Single thread per Fuseki request.
What you seem to be replying on is that the update changes are all
handled by a single thread per transaction, which is true, although for
any part that will touch the text index, query and update are both
single-threaded.
From experience, just remember to remove the thread local (as well as
nulling it out) each transaction otherwise there is memory growth. It's
not bad in Fuseki, threads come from a Jetty-managed pool; but the pool
does not seem to guarantee to only reuse a fixed number and that it
isn't deleting and creating new threads esp under load. That makes the
number of ThreadLocals grow.
Andy
[1]
You are using TDB for the triplestore.
I ask because
* we have a TextDocProducer implementation called
TextDocProducerBatch. It (hence) follows the
DatasetChanges interface, tracking adds and
removes and updating a Lucene index.
* The "Batch" part is because it accumulates
quads with the same subject and, when the subject
changes, makes a single Entity for the subject
rather than entities for each quad.
* The accumulating quads are held in a data structure
* It's possible that read queries are running in
parallel with updates. The read queries also
go through the TextDocProducerBatch. To prevent
the read query performing operations on the update
state [1] we're holding the state as a thread-local
variable.
* This is only sound if all the TextDocProducer(Batch)

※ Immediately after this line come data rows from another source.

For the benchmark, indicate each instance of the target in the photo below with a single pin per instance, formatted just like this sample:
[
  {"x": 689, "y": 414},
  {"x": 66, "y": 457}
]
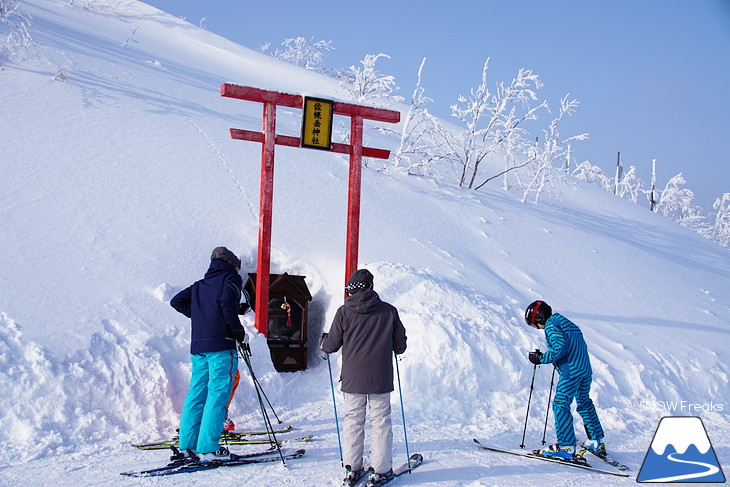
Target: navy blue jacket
[{"x": 212, "y": 305}]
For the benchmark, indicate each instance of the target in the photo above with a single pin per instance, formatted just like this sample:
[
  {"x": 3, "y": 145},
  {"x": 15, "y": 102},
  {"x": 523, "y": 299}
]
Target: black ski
[
  {"x": 194, "y": 466},
  {"x": 414, "y": 461},
  {"x": 584, "y": 466},
  {"x": 606, "y": 457},
  {"x": 225, "y": 441},
  {"x": 226, "y": 436}
]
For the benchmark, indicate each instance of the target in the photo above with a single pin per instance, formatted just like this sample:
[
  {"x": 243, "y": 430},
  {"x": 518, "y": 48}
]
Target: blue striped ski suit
[{"x": 567, "y": 350}]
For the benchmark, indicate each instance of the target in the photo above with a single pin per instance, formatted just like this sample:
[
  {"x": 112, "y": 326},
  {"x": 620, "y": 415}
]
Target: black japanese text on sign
[{"x": 317, "y": 123}]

operations for a given query (or update) are handled
by a single transaction. Which seems plausible but I
can't point to anything that actually says so.
* So: is it the case?
* An alternative I considered was, given that there can
be at most on concurrent write transaction, to only
do perform the batch-and-update-index operations when
inside a write transaction. However, starting from
a TextDocProducerBatch, which is initialised with just
a TextIndex[Lucene] and a DatasetGraph[Transaction],
there doesn't seem any way to find out what the current
transaction is; you can find out that you are (or are
not) *in* a transaction but not whether it's a read
or write [2].
* Have I missed something?
Chris
[1] An actual problem that happened
[2] Yes, we could have a divergent version of Jena with
patches to access the transaction, but then we end
up using SNAPSHOT versions of Jena and gnashing teeth.